The RSU 24 school board will reconsider a January decision to restrict student access to two LGBTQ books at its middle and high school in Sullivan.
The district’s materials review committee decided in January that the two books — “Queer: The Ultimate LGBTQ Guide for Teens” by Kathy Belge and Mark Bieschke, and “Gender Queer: A Memoir” by Maia Kobabe — should be removed from the library of the Charles M. Sumner Learning Campus and kept instead in the guidance counselor’s office.
The board is expected to review the committee decision when it meets at 6:30 p.m. Tuesday at Mountain View School in Sullivan.

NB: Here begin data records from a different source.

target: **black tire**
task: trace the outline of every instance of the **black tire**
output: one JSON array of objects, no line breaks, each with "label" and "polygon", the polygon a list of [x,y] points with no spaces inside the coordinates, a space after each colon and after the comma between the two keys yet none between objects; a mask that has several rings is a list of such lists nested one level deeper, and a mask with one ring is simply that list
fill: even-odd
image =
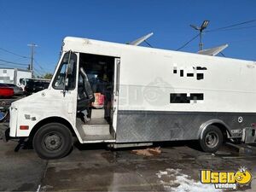
[{"label": "black tire", "polygon": [[60,159],[66,156],[72,149],[72,133],[62,124],[49,123],[42,126],[36,132],[32,144],[40,158]]},{"label": "black tire", "polygon": [[204,131],[200,146],[204,152],[215,153],[223,143],[223,133],[215,125],[209,125]]}]

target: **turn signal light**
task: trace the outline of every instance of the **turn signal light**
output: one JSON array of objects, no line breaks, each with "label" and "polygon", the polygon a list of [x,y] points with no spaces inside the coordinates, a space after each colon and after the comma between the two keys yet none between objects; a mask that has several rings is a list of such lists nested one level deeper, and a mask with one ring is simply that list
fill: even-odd
[{"label": "turn signal light", "polygon": [[20,125],[20,130],[28,130],[28,125]]}]

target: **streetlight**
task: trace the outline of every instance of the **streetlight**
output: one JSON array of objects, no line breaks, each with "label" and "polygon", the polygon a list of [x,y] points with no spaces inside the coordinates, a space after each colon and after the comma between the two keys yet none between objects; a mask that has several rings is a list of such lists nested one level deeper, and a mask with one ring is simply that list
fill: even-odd
[{"label": "streetlight", "polygon": [[201,26],[199,27],[195,25],[190,25],[190,26],[197,31],[199,31],[199,50],[202,50],[203,49],[203,44],[202,44],[202,32],[207,27],[208,24],[209,24],[210,20],[204,20],[203,23],[201,24]]}]

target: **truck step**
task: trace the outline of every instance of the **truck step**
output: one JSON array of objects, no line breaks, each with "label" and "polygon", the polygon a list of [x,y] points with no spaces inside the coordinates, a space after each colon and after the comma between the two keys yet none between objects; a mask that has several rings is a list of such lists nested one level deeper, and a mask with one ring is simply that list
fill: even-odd
[{"label": "truck step", "polygon": [[109,135],[109,124],[104,119],[93,119],[83,125],[85,136],[107,136]]}]

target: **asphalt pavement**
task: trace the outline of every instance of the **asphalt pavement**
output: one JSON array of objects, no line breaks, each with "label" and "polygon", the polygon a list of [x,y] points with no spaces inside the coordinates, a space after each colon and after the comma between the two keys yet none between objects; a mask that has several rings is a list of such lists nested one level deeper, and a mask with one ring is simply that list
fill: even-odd
[{"label": "asphalt pavement", "polygon": [[237,171],[246,166],[256,190],[256,149],[224,144],[206,154],[190,143],[160,143],[161,154],[144,156],[131,148],[108,150],[105,145],[76,144],[61,160],[39,159],[28,146],[0,141],[1,191],[218,191],[200,183],[200,170]]}]

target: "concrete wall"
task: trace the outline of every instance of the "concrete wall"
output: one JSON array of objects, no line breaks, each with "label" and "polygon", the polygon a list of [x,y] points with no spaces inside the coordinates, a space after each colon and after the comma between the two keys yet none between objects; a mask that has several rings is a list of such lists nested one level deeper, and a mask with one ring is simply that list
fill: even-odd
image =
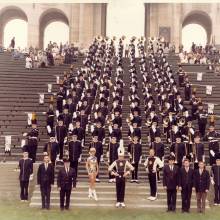
[{"label": "concrete wall", "polygon": [[4,26],[13,18],[28,22],[28,46],[42,48],[44,28],[55,20],[69,25],[71,43],[87,46],[94,36],[105,34],[106,4],[0,4],[1,43]]},{"label": "concrete wall", "polygon": [[[158,36],[161,27],[170,28],[170,42],[178,48],[181,43],[183,25],[189,23],[201,24],[207,31],[208,41],[215,38],[220,44],[220,4],[201,3],[146,3],[145,4],[145,34]],[[150,24],[148,19],[150,19]]]}]

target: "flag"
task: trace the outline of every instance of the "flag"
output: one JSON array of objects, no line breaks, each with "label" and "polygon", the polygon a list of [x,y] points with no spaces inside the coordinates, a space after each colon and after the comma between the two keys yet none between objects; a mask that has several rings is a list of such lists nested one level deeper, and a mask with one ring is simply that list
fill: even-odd
[{"label": "flag", "polygon": [[28,116],[28,125],[31,125],[32,113],[27,113]]},{"label": "flag", "polygon": [[44,94],[43,93],[39,94],[39,103],[44,104]]},{"label": "flag", "polygon": [[206,95],[212,94],[212,86],[206,86]]},{"label": "flag", "polygon": [[208,114],[214,113],[215,105],[213,103],[208,103]]},{"label": "flag", "polygon": [[5,136],[5,152],[11,151],[11,136],[6,135]]},{"label": "flag", "polygon": [[52,84],[47,84],[47,86],[48,86],[48,92],[52,92]]},{"label": "flag", "polygon": [[197,73],[197,81],[202,81],[203,73]]},{"label": "flag", "polygon": [[59,76],[56,76],[57,77],[57,84],[60,83],[60,77]]}]

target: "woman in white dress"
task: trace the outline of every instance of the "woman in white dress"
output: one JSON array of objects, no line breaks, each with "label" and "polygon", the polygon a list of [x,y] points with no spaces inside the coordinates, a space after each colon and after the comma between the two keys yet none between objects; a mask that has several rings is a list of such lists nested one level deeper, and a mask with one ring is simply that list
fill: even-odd
[{"label": "woman in white dress", "polygon": [[26,57],[25,61],[26,61],[25,68],[26,69],[31,69],[32,68],[32,59],[31,59],[30,55],[28,55]]}]

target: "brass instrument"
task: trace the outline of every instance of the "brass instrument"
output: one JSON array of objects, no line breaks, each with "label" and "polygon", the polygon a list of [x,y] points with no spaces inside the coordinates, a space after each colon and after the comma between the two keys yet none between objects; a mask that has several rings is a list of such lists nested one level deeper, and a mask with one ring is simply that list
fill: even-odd
[{"label": "brass instrument", "polygon": [[152,122],[153,122],[152,118],[151,118],[150,116],[148,116],[147,121],[146,121],[146,125],[147,125],[148,127],[150,127],[151,124],[152,124]]},{"label": "brass instrument", "polygon": [[186,124],[186,119],[184,117],[180,118],[178,125],[184,126]]},{"label": "brass instrument", "polygon": [[166,117],[164,117],[163,118],[163,128],[167,128],[168,127],[168,125],[169,125],[169,117],[168,116],[166,116]]},{"label": "brass instrument", "polygon": [[197,158],[197,144],[192,145],[192,151],[193,151],[193,159],[195,163],[198,163],[198,158]]},{"label": "brass instrument", "polygon": [[134,144],[131,145],[131,153],[132,153],[132,162],[134,164]]},{"label": "brass instrument", "polygon": [[177,143],[175,143],[175,163],[178,163],[178,146]]},{"label": "brass instrument", "polygon": [[50,158],[50,162],[51,162],[51,142],[48,143],[48,148],[47,148],[47,155]]},{"label": "brass instrument", "polygon": [[193,142],[192,142],[192,134],[191,134],[189,129],[188,129],[188,143],[189,144],[193,144]]}]

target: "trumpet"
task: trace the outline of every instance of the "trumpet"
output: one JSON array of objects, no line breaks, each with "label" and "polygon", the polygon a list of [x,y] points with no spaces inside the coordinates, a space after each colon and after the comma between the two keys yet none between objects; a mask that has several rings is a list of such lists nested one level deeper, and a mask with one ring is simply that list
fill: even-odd
[{"label": "trumpet", "polygon": [[188,140],[189,140],[189,144],[193,144],[193,142],[192,142],[192,134],[191,134],[191,132],[190,132],[190,129],[188,129]]},{"label": "trumpet", "polygon": [[169,117],[168,116],[166,116],[166,117],[164,117],[163,118],[163,127],[164,128],[167,128],[168,127],[168,125],[169,125]]},{"label": "trumpet", "polygon": [[153,122],[152,118],[151,118],[151,117],[148,117],[148,118],[147,118],[147,121],[146,121],[146,125],[147,125],[148,127],[150,127],[151,124],[152,124],[152,122]]},{"label": "trumpet", "polygon": [[198,158],[197,158],[197,144],[192,145],[192,151],[193,151],[193,157],[195,159],[195,163],[198,163]]},{"label": "trumpet", "polygon": [[178,146],[175,144],[175,163],[178,163]]},{"label": "trumpet", "polygon": [[186,119],[185,118],[180,118],[179,122],[178,122],[178,125],[179,126],[184,126],[186,124]]}]

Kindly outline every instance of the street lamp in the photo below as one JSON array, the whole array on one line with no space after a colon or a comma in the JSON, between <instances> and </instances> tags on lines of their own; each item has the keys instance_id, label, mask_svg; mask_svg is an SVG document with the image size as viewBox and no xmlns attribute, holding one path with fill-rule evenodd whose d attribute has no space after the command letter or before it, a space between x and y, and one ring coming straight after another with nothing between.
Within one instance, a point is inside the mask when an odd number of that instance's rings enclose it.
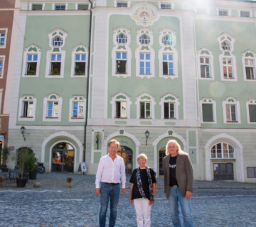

Both books are still accessible to Sumner students through the guidance counselor. The guidance counselor offers to talk to interested students about the content of the books, but the students are not required to accept the offer, according to RSU 24 Board Chair Roy Gott. He said students can check either book out of the guidance counselor’s office, but that parental permission is needed to check out “Gender Queer,” a graphic novel that has more visually explicit content than the other book.
Kobabe’s book ranks among the most challenged books available in school and public libraries, according to the American Library Association.
“Gender Queer” also has faced other challenges, with differing results, in Maine school districts based in Buxton, Dixfield, Turner and Union. Other school districts in the state have deliberated more generally whether to keep books with gender and sexual content in their libraries.
Gott said he had not read either book that has been removed from the Sumner library, but that he expects to do so in the near future. As part of the review process, RSU 24 board members likely will be provided with copies of the books on Tuesday, and then will take them home to read them, Gott said.
The board is expected to make a decision at its meeting on March 7 about whether the school copies should remain in the guidance counselor’s office or be returned to the library, and whether access should be restricted to students in certain grades, he said.
Gott said that, generally speaking, he is not in favor of restricting access to any materials that serve an educational purpose, even if it makes some people uncomfortable. But he added that some people may be more concerned with explicit visual sexual imagery in books like “Gender Queer” than they are about the general theme of not adhering to traditional gender roles or identities.
“It’s a question about the value [the books provide to the students],” Gott said. “Does it bring value to the educational system?”